Im letzten Jahr 2014 wurde das 100-jährige Gedenken an den Beginn des Ersten Weltkrieges begangen, in dem und in dessen Folge die Person Hindenburg eine unrühmliche Rolle gespielt hat.

In diesem Jahr 2015 ist es 70 Jahre her, dass die NS-Diktatur mit ihren Verbrechen gegen die Menschlichkeit von Außen und nicht von uns Deutschen selbst beendet werden konnte. Dieses Gedenken bietet die Möglichkeit, bedenkliche und fehlerhafte Entscheidungen früherer Stadträte zu korrigieren und die Ehrungen der mutigen Personen des 20. Juli 1944, der bekennenden Kirche und einfacher Widerstandskämpfer wiederherzustellen.

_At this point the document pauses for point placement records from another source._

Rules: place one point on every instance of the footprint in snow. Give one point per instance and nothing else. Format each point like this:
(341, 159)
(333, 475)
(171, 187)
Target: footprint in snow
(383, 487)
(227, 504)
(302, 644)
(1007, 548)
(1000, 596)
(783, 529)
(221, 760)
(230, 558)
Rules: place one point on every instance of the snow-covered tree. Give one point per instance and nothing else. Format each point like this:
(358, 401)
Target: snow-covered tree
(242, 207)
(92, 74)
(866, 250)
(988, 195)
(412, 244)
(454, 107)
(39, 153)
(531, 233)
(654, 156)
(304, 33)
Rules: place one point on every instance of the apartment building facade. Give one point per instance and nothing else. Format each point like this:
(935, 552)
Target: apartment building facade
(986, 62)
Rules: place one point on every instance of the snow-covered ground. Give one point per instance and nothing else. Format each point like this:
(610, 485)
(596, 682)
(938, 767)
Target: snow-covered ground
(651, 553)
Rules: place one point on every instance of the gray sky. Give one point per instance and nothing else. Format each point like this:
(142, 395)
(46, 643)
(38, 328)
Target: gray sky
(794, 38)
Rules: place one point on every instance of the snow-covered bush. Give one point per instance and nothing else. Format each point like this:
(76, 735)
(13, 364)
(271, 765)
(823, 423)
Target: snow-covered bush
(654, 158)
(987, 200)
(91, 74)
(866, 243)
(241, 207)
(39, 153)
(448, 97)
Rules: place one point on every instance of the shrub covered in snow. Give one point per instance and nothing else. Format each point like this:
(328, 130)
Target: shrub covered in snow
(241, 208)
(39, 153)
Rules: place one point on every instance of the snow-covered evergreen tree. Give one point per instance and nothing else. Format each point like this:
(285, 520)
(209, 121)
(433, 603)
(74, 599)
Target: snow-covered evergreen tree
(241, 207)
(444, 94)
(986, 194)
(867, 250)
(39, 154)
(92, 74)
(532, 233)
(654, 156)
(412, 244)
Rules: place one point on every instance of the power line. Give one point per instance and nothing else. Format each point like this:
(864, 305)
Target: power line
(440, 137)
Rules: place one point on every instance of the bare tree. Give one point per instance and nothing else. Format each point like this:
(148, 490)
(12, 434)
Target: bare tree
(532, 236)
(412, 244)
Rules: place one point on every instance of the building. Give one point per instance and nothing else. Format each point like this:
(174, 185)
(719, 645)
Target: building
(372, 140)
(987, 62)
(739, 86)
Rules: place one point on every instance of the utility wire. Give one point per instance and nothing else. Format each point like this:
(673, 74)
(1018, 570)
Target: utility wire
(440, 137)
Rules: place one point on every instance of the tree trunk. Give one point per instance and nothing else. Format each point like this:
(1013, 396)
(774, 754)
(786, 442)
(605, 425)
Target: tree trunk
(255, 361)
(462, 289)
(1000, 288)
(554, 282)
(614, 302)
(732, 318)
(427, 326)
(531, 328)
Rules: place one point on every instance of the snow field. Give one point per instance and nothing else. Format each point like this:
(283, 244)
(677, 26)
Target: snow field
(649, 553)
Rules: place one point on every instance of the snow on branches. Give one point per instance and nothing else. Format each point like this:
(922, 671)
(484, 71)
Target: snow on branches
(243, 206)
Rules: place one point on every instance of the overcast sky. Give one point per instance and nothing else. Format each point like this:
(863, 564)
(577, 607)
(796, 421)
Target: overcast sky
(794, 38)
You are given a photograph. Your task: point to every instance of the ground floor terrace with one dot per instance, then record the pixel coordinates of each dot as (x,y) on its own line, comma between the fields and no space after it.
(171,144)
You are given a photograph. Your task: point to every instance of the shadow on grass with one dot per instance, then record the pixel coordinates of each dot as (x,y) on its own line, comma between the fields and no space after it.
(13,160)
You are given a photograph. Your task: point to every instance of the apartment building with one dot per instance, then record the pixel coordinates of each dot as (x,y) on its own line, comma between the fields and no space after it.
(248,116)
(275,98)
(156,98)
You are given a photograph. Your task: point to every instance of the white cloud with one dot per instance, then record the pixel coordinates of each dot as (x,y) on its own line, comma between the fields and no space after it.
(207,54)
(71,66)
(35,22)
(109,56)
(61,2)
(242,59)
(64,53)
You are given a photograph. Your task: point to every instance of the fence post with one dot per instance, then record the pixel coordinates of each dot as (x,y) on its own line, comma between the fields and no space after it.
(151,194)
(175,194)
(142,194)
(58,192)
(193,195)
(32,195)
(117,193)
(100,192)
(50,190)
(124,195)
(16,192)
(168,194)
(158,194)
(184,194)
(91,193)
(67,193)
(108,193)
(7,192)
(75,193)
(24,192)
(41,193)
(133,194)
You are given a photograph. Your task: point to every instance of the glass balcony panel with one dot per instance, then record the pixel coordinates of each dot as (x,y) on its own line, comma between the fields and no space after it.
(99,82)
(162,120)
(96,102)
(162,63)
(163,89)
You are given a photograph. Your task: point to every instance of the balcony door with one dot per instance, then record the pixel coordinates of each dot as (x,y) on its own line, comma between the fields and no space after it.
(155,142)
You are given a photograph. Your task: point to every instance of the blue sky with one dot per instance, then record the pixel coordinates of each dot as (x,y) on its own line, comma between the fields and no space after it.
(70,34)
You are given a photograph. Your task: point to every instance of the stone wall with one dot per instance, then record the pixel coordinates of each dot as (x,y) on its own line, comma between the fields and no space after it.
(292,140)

Statt des Namens eines unehrlichen Juristen bietet sich der Name des jüngst am 13.04.2015 verstorbenen Schriftstellers an, dessen Leben auch nicht ohne Brüche war, der sein Verhalten zur NS-Zeit jedoch eingestanden und verarbeitet hat.

Oder der Name eines anderen Mannes oder einer Frau, die sich für Land und Gesellschaft Niedersachsens verdient gemacht haben.

Die Umbenennungen könnte zudem ein wirksames Zeichen setzen für eine kritische Geschichtsbetrachtung an der geplanten Einrichtung einer Abteilung zur NS-Geschichte im neuen Museum Lüneburg, das wir gerade erst im März diesen Jahres eröffnet haben.